You can choose to reuse existing classes and properties (e.g. as defined in [schema.org](https://schema.org)) or create your own. In the latter case, you have to remind to use an URL you are in control of (e.g. your website or GitHub repository). For instance, a possible pattern for defining your own name for the class `Book` could be `https://<your website>/Book` (e.g. `https://essepuntato.it/Book`). Of course, there are strategies and guidelines that should be used to implement appropriately data model in RDF-compliant languages. However these are out of the scope of the present course (and will be clarified in other courses).

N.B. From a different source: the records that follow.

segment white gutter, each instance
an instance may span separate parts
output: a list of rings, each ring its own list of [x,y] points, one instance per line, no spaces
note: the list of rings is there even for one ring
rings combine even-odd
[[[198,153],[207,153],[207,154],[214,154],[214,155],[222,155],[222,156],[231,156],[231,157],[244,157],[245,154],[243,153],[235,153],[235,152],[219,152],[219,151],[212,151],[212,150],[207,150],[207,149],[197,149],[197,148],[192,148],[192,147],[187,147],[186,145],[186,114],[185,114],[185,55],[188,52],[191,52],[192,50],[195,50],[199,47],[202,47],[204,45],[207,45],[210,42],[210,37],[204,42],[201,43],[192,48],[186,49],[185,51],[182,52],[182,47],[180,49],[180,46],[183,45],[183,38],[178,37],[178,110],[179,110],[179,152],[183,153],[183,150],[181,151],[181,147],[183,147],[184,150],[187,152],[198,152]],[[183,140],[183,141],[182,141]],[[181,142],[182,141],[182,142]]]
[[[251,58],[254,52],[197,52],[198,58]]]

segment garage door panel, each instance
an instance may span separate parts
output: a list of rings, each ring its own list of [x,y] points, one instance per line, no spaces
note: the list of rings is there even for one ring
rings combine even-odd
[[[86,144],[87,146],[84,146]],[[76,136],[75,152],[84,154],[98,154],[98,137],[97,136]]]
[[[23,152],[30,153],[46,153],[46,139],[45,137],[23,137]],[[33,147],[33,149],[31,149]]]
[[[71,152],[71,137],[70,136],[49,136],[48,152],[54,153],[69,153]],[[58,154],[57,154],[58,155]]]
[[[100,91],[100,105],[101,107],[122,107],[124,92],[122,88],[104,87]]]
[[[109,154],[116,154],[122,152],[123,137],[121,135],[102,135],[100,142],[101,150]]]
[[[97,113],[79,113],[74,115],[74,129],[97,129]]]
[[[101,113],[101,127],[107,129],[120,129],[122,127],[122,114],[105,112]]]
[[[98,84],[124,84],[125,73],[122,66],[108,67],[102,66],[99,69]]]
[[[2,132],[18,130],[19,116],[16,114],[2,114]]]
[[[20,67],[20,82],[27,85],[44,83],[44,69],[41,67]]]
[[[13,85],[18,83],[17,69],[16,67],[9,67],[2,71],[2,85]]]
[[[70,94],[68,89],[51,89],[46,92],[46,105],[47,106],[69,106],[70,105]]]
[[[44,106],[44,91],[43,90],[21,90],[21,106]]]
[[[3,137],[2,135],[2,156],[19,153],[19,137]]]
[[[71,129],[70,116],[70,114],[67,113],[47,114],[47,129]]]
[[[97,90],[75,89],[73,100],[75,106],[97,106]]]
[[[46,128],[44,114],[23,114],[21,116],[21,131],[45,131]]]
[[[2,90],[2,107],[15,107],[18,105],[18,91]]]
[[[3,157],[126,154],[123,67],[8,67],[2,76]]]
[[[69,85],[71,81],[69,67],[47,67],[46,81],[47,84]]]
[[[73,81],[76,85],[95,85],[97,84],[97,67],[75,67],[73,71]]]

The name of all the classes and properties I will use in the examples in this tutorial are as follows:

* UML class `JournalArticle`: `https://schema.org/ScholarlyArticle`;
* UML class `BookChapter`: `https://schema.org/Chapter`;
* UML class `Journal`: `https://schema.org/Periodical`;
* UML class `Book`: `https://schema.org/Book`;
* UML attribute `doi` of class `Publication`: `https://schema.org/identifier`;
* UML attribute `publicationYear` of class `Publication`: `https://schema.org/datePublished`;
* UML attribute `title` of class `Publication`: `https://schema.org/name`;
* UML attribute `issue` of class `JournalArticle`: `https://schema.org/issueNumber`;
* UML attribute `volume` of class `JournalArticle`: `https://schema.org/volumeNumber`;
* UML attribute `id` of class `Venue`: `https://schema.org/identifier`;
* UML attribute `name` of class `Venue`: `https://schema.org/name`;
* UML relation `publicationVenue` of class `Publication`: `https://schema.org/isPartOf`.

## Using RDF in Python

The [library `rdflib`](https://rdflib.readthedocs.io/en/stable/) provides classes and methods that allow one to create RDF graphs and populating them with RDF statements. It can be installed using the `pip` command as follows: 

```
pip install rdflib
```

The [class `Graph`](https://rdflib.readthedocs.io/en/stable/apidocs/rdflib.html#rdflib.graph.Graph) is used to create an (initially empty) RDF graph, as shown as follows:

In [13]:
from rdflib import Graph

my_graph = Graph()

All the resources (including the properties) are defined using the [class `URIRef`](https://rdflib.readthedocs.io/en/stable/apidocs/rdflib.html#rdflib.term.URIRef). The constructor of this class takes in input a string representing the IRI (or URL) of the resource in consideration. For instance, the code below shows all the resources mentioned above, i.e. those referring to classes, attributes and relations:

In [14]:
from rdflib import URIRef

# classes of resources
JournalArticle = URIRef("https://schema.org/ScholarlyArticle")
BookChapter = URIRef("https://schema.org/Chapter")
Journal = URIRef("https://schema.org/Periodical")
Book = URIRef("https://schema.org/Book")

# attributes related to classes
doi = URIRef("https://schema.org/identifier")
publicationYear = URIRef("https://schema.org/datePublished")
title = URIRef("https://schema.org/name")
issue = URIRef("https://schema.org/issueNumber")
volume = URIRef("https://schema.org/volumeNumber")
identifier = URIRef("https://schema.org/identifier")
name = URIRef("https://schema.org/name")

# relations among classes
publicationVenue = URIRef("https://schema.org/isPartOf")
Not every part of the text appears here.